Three Security Principles: 1. Automated security verification: Automatically run security linters in CI for all AI-generated code 2. Mandatory security review: Code changes involving authentication, payments, and personal data must undergo security review 3. Audit trail: All sensitive data access and state changes are recorded in structured logs

Team Alpha/Beta Discussion

Both teams reached complete consensus. Security is an area with no room for compromise.

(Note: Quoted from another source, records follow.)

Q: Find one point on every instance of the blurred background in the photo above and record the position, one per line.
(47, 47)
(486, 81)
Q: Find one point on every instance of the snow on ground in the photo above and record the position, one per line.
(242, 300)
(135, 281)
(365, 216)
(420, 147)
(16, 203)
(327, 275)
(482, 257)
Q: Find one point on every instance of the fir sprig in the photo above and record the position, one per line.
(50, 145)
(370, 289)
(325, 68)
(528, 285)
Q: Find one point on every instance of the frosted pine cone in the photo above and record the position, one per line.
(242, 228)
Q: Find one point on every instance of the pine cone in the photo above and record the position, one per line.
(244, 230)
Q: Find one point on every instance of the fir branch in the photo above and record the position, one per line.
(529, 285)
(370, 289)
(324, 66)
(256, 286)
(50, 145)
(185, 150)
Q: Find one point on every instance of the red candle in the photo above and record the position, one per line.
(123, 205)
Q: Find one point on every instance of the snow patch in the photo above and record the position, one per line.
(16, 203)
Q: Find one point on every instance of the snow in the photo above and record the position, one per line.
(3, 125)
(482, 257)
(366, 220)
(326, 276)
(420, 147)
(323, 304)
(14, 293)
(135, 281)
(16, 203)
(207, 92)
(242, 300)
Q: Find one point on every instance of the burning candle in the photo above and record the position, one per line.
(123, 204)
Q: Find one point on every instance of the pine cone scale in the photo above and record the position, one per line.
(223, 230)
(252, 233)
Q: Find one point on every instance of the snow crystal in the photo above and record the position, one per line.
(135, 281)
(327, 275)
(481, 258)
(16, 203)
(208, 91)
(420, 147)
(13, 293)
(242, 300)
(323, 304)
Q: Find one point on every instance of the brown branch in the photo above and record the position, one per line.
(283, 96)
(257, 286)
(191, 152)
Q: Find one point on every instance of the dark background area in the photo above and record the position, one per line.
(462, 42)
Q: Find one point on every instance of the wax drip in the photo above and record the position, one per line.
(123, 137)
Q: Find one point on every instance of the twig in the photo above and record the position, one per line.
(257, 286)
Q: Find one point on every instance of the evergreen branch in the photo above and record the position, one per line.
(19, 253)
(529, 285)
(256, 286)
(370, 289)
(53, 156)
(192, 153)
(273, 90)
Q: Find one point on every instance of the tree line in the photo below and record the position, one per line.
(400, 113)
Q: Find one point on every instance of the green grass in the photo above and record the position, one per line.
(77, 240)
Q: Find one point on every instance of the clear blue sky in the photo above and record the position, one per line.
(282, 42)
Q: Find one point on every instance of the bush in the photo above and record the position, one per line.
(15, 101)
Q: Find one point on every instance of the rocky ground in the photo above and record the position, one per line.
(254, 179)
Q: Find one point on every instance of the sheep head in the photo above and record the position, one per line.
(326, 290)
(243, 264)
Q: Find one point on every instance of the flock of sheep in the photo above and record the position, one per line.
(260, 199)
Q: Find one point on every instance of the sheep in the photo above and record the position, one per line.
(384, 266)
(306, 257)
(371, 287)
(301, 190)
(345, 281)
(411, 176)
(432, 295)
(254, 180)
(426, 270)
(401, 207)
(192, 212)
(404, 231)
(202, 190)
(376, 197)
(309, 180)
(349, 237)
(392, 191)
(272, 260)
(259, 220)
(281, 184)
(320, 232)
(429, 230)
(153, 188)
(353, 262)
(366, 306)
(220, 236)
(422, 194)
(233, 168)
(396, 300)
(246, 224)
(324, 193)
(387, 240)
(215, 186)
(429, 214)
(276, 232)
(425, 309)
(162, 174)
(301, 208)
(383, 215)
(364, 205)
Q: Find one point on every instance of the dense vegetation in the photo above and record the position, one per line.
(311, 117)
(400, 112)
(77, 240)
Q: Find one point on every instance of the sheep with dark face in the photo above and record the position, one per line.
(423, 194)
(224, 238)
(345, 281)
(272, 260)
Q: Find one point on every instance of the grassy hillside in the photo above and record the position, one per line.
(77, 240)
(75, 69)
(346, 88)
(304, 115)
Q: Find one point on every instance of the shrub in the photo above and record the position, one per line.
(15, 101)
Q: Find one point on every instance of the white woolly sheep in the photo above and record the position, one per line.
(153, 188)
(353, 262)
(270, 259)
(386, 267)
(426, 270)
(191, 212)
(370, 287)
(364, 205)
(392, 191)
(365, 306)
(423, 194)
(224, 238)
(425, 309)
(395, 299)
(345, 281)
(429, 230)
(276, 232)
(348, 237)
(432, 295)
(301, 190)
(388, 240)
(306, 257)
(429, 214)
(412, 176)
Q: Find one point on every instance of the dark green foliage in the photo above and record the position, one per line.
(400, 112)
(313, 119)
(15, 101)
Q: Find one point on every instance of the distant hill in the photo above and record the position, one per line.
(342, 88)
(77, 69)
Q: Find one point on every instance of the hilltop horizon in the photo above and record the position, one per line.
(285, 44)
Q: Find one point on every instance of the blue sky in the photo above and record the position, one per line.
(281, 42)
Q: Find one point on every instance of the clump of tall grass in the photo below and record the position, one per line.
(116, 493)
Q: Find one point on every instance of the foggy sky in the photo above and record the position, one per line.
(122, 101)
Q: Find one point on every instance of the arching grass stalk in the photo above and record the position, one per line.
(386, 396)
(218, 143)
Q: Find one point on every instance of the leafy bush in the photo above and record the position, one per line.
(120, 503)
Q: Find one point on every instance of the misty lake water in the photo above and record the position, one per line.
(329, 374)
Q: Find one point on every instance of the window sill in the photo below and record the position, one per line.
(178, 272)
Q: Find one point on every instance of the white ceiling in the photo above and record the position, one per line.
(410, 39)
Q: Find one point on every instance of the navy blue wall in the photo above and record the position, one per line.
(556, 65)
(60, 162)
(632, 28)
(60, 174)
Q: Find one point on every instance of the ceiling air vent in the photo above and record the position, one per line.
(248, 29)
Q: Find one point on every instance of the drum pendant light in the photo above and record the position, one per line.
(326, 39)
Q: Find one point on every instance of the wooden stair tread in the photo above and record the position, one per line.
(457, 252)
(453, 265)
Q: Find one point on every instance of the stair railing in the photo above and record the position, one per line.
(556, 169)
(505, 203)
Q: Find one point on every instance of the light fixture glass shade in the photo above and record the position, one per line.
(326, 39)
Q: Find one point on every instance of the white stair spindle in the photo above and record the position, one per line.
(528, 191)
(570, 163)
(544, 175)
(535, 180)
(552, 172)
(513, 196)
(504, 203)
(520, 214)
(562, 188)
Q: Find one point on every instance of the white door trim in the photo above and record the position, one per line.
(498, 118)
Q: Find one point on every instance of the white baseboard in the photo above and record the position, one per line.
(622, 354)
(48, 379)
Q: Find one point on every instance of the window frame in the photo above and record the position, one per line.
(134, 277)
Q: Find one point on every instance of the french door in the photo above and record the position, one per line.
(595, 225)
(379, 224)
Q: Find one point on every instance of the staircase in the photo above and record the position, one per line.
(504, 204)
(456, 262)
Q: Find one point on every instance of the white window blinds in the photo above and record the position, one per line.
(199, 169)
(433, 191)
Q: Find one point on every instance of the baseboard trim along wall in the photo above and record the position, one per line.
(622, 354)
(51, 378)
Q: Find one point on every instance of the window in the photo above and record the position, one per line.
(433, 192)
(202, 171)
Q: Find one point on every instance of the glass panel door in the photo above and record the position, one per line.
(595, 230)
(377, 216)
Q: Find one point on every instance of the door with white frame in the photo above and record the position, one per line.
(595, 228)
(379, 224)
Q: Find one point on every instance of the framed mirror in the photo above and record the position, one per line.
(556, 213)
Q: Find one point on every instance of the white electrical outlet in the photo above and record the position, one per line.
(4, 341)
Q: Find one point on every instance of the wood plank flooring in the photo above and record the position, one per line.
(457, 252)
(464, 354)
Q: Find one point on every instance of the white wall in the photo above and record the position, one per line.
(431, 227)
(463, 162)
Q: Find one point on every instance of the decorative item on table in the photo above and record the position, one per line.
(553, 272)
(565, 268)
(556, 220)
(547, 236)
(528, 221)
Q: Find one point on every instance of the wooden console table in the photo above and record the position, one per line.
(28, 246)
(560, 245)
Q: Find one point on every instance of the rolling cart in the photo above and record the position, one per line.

Principle 10: Meta-Code as First-Class -- Meta-Code as a First-Class Citizen

"AGENTS.md, CLAUDE.md, and Skills files are version-controlled and tested with the same rigor as source code."

Background and Rationale

  • AGENTS.md is used in 60,000+ open-source projects (managed by the Agentic AI Foundation under the Linux Foundation)
  • Research shows that practices failing to preserve prompts/context weaken reproducibility
  • A single-line change in a meta file can alter the agent's entire behavior, meaning it can have higher impact than code

Specific Guidelines

Meta-Code Management Principles: 1. Version control: Same workflow as code in Git -- PR, code review, changelogs, release tags 2. Run evals on change: Meta file changes automatically trigger eval suite execution in CI (behavioral regression detection) 3. Size monitoring: CI warns/blocks when Tier 1 files exceed 300 lines 4. Use negative instructions: "Do not do X" is often clearer and easier to detect violations 5. Example-based instructions: Concrete code examples dramatically improve agent output quality over abstract principles

Lock Down Full Configuration with manifest.yaml:

# manifest.yaml
spec_version: "1.0"
project_name: "my-ecommerce"
project_type: "backend"

tech_stack:
  language: "typescript"
  runtime: "node"
  framework: "express"
  database: "postgresql"
  cache: "redis"

ai_development:
  primary_model: "claude-opus-4-6"
  instruction_files:
    tier1: ["CLAUDE.md", "AGENTS.md"]
    tier2_pattern: "src/features/*/AGENTS.md"

code_standards:
  max_file_lines: 300
  max_function_lines: 50
  paradigm: "functional-core"
  type_strictness: "strict"

testing:
  unit: "vitest"
  property: "fast-check"
  e2e: "playwright"

observability:
  logging: "structured_json"
  tracing: true

Team Alpha/Beta Discussion

Both teams reached complete consensus. Both teams accepted Gemini's "Meta-Control Plane" concept.